Artificial Neural Networks (ANNs) are a collection of computational architectures inspired by the brain; they are the current most realised form of AI. If an ANN is insufficient in size, it will lack the capacity to solve even the simplest of problems. However, if an ANN is too large, then that excessive capacity seldom lies dormant. Instead, in a process known as overfitting, the ANN tends to learn undesirable peculiarities in a data set, such as fuzzy noise. This, in turn, can result in an ANN that generalises poorly to new data – a tendency to perform insufficiently on previously unseen variations of the same underlying problem [3].
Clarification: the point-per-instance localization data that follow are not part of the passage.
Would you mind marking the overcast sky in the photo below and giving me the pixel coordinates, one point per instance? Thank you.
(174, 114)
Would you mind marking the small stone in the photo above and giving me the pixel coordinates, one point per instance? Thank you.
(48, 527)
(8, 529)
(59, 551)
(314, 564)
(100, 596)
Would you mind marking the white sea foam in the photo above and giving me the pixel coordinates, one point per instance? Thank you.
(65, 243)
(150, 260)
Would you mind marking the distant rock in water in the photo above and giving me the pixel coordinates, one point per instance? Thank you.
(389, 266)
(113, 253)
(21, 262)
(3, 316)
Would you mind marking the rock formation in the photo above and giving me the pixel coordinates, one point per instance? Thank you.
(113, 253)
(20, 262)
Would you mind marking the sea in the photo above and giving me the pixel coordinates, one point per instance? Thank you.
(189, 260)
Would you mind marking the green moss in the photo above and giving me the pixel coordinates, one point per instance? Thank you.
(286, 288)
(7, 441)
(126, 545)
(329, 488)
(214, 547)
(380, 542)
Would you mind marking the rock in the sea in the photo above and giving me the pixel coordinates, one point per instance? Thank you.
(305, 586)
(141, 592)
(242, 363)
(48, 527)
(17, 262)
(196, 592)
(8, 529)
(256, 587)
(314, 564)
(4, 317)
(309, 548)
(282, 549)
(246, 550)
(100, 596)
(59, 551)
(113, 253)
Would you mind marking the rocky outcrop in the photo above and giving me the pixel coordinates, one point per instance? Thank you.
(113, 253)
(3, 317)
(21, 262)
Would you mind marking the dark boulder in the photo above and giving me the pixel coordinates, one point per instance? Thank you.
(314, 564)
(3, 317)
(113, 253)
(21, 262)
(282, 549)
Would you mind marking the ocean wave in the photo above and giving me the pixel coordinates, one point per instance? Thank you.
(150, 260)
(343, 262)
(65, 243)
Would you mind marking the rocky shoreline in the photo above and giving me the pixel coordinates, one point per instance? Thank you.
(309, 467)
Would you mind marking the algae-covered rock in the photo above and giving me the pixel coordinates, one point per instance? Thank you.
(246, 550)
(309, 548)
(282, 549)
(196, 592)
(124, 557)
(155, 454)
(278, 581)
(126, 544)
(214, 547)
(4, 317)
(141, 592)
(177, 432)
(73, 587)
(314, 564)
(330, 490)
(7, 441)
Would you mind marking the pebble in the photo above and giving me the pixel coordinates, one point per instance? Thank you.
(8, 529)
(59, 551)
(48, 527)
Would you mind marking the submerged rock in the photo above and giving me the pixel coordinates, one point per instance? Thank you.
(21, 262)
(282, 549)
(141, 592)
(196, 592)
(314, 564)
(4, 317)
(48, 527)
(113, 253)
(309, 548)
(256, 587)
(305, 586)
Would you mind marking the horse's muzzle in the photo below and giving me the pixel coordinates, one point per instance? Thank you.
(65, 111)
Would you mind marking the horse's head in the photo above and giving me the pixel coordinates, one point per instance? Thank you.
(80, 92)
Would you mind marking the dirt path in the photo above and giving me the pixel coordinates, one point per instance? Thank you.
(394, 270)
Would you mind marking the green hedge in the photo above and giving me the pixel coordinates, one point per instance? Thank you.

Driven by a desire to suppress overfitting, there have been a variety of developments of so-called regularisation techniques. L2, dropout and early stopping are common such choices. In particular, L2 and dropout have recently received praise and popularity for providing good results when applied in conjunction [4, 5]. Though regularisation techniques offer significant benefits – often being of practical necessity – their implementation does not come without its costs. Notably, both L2 and dropout have associated values controlling their strengths, each of which must be exhaustively fine-tuned to the specific problem and chosen ANN architecture [6].
To guide in what can become a lengthy and troublesome process of trial-and-error, my study aimed to test a hypothesised predictor for optimal L2 strength. The predictor proposed that optimal L2 strength is proportional to the amount of available training data. The effects on optimal L2 strength, of using L2 in conjunction with both the dropout and early stopping regularisation techniques, were then observed.
The results, which suggest the predictor to be successful within a suitable region, have helped to improve understanding of the interactions between these combined regularisation techniques. There shows promise that the predictor may find real world usage from its extrapolation to situations with many training patterns, which would otherwise rely upon a time-consuming hyperparameter search.